Active and inactive L-prolyl-L-leucyl glycinamide synthetic analogs in rat models of levodopa-treated Parkinson's disease.

The tripeptide, L-prolyl-L-leucyl-glycinamide (PLG) has been shown to facilitate dopaminergic mechanisms in the brain. In the present study, we evaluated the interaction of PLG and its synthetic analogs with levodopa in two animal models of Parkinson's disease. In one experiment using rats with chronic unilateral lesions of the nigrostriatal dopamine pathway, PLG and Z-PLG potentiated the contraversive rotation elicited by levodopa with carbidopa (L/C). In a second experiment using reserpinized rats, PLG, Z-PLG and cyclo-LG potentiated L/C reversal of hypokinesia. Further studies of the PLG analogs, Z-PLG and cyclo-LG as adjunctive drugs with levodopa in the treatment of parkinsonism are warranted.

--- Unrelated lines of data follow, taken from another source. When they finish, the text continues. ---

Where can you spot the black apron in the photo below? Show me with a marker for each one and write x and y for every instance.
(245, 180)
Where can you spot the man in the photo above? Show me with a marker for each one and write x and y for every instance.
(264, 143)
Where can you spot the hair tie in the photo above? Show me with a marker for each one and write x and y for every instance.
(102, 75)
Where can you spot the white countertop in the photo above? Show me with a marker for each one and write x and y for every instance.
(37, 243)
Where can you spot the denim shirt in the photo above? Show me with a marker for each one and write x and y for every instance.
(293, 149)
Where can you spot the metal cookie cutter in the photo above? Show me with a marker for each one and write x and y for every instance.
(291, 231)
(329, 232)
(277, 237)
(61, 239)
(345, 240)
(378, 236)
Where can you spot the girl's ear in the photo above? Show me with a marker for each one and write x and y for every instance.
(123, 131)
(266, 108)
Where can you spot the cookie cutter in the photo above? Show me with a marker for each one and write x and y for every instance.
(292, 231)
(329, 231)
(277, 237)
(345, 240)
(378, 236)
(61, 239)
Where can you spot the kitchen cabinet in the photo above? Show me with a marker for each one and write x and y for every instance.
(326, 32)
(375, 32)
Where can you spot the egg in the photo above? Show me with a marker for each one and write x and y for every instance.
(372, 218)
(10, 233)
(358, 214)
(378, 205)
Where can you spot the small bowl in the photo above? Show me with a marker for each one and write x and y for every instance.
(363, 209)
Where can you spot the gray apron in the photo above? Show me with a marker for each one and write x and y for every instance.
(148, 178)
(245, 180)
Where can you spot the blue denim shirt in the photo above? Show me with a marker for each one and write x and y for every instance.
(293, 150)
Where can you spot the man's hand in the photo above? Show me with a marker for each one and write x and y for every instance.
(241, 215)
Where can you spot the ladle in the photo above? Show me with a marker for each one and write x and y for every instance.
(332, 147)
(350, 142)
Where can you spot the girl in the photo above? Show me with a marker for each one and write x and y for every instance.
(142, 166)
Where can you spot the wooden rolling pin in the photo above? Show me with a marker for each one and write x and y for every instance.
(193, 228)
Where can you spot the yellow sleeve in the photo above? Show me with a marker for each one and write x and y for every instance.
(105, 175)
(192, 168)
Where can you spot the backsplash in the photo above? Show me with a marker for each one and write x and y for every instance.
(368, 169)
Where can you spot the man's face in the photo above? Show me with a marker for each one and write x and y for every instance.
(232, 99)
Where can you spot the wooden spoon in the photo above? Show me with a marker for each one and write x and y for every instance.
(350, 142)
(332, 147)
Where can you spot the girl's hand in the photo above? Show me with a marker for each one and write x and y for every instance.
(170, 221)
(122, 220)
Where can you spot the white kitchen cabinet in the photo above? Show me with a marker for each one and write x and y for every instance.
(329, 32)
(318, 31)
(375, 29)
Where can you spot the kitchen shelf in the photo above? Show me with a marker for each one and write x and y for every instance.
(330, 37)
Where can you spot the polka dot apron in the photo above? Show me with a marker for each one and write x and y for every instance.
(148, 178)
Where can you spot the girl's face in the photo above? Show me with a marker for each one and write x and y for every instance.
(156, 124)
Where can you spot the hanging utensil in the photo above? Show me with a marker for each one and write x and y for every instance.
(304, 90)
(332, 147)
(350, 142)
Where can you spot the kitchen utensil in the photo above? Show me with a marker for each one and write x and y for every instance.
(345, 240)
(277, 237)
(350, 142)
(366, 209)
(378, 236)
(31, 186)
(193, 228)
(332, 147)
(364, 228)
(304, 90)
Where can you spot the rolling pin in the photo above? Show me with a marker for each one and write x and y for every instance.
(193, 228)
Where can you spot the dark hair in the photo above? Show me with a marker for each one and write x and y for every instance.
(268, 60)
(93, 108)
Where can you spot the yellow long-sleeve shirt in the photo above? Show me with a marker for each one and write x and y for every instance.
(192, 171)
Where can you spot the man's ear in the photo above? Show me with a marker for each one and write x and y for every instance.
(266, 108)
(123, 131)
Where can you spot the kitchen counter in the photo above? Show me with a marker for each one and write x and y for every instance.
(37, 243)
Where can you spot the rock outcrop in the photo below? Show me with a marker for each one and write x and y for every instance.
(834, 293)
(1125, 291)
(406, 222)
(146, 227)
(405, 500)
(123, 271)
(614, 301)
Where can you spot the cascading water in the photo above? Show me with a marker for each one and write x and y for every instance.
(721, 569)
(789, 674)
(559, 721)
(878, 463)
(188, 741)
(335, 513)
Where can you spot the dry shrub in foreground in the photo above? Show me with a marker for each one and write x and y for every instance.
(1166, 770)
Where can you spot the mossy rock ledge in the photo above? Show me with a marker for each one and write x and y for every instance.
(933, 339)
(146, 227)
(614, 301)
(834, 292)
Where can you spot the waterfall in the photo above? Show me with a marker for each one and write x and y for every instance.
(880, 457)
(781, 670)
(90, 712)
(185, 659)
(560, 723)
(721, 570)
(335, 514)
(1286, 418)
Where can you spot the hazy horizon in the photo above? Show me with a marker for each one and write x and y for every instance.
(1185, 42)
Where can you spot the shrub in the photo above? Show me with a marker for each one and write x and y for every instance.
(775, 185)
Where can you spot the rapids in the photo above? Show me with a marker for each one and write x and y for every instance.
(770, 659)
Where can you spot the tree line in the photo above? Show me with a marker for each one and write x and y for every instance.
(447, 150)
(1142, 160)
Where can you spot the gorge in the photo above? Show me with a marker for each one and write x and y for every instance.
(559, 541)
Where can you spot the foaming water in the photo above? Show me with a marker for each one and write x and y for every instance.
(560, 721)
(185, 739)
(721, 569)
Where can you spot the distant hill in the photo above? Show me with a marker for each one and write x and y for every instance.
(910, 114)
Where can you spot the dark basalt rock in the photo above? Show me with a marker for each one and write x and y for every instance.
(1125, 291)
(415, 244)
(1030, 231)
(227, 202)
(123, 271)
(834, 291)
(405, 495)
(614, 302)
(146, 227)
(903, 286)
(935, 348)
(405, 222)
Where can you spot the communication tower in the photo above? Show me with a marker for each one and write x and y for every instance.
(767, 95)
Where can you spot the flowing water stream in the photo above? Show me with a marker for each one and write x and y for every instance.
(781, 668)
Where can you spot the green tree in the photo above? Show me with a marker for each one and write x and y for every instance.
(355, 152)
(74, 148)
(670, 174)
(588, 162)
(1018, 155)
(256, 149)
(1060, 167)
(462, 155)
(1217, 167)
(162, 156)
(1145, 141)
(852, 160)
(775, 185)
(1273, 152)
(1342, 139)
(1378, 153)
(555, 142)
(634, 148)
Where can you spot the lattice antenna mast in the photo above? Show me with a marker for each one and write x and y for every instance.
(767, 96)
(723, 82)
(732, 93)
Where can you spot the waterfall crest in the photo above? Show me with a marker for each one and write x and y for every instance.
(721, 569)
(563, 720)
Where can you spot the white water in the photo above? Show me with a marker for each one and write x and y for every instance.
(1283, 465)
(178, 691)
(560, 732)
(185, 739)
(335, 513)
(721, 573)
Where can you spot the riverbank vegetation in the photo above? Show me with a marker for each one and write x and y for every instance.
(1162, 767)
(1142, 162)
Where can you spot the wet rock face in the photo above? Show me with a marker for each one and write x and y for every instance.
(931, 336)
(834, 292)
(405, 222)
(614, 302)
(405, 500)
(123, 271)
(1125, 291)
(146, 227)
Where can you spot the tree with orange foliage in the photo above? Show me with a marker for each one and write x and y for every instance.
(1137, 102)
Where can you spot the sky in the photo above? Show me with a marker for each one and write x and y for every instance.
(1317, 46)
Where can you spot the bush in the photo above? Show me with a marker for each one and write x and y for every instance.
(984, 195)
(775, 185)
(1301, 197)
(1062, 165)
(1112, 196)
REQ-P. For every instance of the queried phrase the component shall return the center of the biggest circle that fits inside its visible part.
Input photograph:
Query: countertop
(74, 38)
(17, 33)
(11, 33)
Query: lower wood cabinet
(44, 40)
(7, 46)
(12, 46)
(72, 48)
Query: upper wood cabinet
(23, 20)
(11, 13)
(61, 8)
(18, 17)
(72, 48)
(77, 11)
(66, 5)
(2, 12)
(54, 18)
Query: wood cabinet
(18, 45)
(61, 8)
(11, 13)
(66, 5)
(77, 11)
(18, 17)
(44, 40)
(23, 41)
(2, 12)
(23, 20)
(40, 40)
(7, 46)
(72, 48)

AuthorsT C Case, S R Snider, V J Hruby, T Rockway
JournalLife sciences (Life Sci) Vol. 36 Issue 26 Pg. 2531-7 (Jul 1 1985) ISSN: 0024-3205 [Print] ENGLAND
PMID2861549 (Publication Type: Journal Article, Research Support, Non-U.S. Gov't, Research Support, U.S. Gov't, P.H.S.)
Chemical References
  • Antiparkinson Agents
  • Dipeptides
  • Neuropeptides
  • Peptides, Cyclic
  • Levodopa
  • cyclo(leucylglycine)
  • MSH Release-Inhibiting Hormone
  • Carbidopa
  • Animals
  • Antiparkinson Agents (therapeutic use)
  • Carbidopa (therapeutic use)
  • Dipeptides (therapeutic use)
  • Drug Synergism
  • Drug Therapy, Combination
  • Levodopa (therapeutic use)
  • MSH Release-Inhibiting Hormone (analogs & derivatives)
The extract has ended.